Virtual shaft-based synchronous analysis for bearing damage detection and its application in wind turbines

Abstract

A novel method for bearing damage detection is introduced in this paper. In conventionally operated bearings, when a bearing component is damaged, precise frequency response features are available for associating with the damaged components. In some applications such as in wind turbines, the speed of the shaft is very low, and the frequency contents of the damage-induced impulsive response are low as well. Therefore, those damage-induced vibration responses are mixed up with gearbox operational responses and hence unable to be separated with simple band-pass or high-pass filters. Hence, it is difficult to obtain the expected results by directly applying the traditional bearing fault diagnosis analysis methods, such as the acceleration enveloping analysis.

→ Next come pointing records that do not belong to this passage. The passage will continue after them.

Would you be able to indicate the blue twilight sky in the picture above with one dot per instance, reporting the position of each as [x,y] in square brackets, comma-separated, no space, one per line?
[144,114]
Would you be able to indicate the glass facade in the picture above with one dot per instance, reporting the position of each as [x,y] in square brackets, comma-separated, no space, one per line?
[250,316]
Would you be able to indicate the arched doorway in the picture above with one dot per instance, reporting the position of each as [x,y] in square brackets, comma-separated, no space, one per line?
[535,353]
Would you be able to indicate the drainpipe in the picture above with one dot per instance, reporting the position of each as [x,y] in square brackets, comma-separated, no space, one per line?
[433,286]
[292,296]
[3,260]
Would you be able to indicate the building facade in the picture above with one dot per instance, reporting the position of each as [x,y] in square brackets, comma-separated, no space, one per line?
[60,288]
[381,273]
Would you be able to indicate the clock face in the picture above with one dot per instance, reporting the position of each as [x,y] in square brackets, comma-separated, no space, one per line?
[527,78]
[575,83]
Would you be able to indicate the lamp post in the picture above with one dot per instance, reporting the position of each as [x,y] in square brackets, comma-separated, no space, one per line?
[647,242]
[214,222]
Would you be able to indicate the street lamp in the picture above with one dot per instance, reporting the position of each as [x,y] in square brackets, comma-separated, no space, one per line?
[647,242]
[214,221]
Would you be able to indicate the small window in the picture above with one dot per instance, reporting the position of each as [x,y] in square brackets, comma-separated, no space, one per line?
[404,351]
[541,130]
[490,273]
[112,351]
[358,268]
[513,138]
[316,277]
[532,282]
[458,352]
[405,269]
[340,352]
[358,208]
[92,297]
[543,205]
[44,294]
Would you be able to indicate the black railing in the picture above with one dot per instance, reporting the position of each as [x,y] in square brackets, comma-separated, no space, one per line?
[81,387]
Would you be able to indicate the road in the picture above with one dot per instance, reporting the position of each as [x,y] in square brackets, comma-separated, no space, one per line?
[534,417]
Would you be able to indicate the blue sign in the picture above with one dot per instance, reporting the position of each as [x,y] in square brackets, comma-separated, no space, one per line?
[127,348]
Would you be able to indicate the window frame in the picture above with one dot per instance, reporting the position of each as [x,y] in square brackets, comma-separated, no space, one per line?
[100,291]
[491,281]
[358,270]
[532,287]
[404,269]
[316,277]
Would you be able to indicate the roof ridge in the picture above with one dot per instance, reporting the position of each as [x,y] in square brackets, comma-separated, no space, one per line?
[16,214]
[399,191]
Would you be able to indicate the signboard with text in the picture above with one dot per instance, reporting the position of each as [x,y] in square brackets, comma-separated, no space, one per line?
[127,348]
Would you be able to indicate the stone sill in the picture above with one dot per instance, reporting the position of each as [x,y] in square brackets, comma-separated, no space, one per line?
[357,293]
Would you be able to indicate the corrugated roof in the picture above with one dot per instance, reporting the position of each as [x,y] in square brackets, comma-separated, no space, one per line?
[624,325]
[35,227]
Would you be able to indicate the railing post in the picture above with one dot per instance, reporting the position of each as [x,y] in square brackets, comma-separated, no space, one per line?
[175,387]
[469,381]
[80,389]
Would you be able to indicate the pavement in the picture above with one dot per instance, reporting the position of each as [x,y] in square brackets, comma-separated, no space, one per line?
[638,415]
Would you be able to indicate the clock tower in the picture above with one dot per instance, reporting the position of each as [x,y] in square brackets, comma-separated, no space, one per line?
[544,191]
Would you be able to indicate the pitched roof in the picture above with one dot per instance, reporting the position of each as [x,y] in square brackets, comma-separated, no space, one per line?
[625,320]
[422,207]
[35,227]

The method proposed in this paper is to use a synthesized synchronous averaging method, which converts the bearing response from the physical shaft cycle domain into a virtual shaft cycle domain. The bearing damage feature response is generally not synchronized with the physical shaft, but in the synthesized virtual shaft, the bearing damage feature response becomes synchronous, while the signals originally synchronized with the physical shaft become nonsynchronous. Therefore, the synchronous averaging can be applied to enhance the signal-to-noise ratio of the bearing damage signature. Once the signal has been cleaned up in the virtual shaft cycle domain, it is then converted back into the physical shaft cycle domain for further analysis. Both numerical simulations and a wind turbine field example have been used to demonstrate the procedure and verify the feasibility for the proposed method.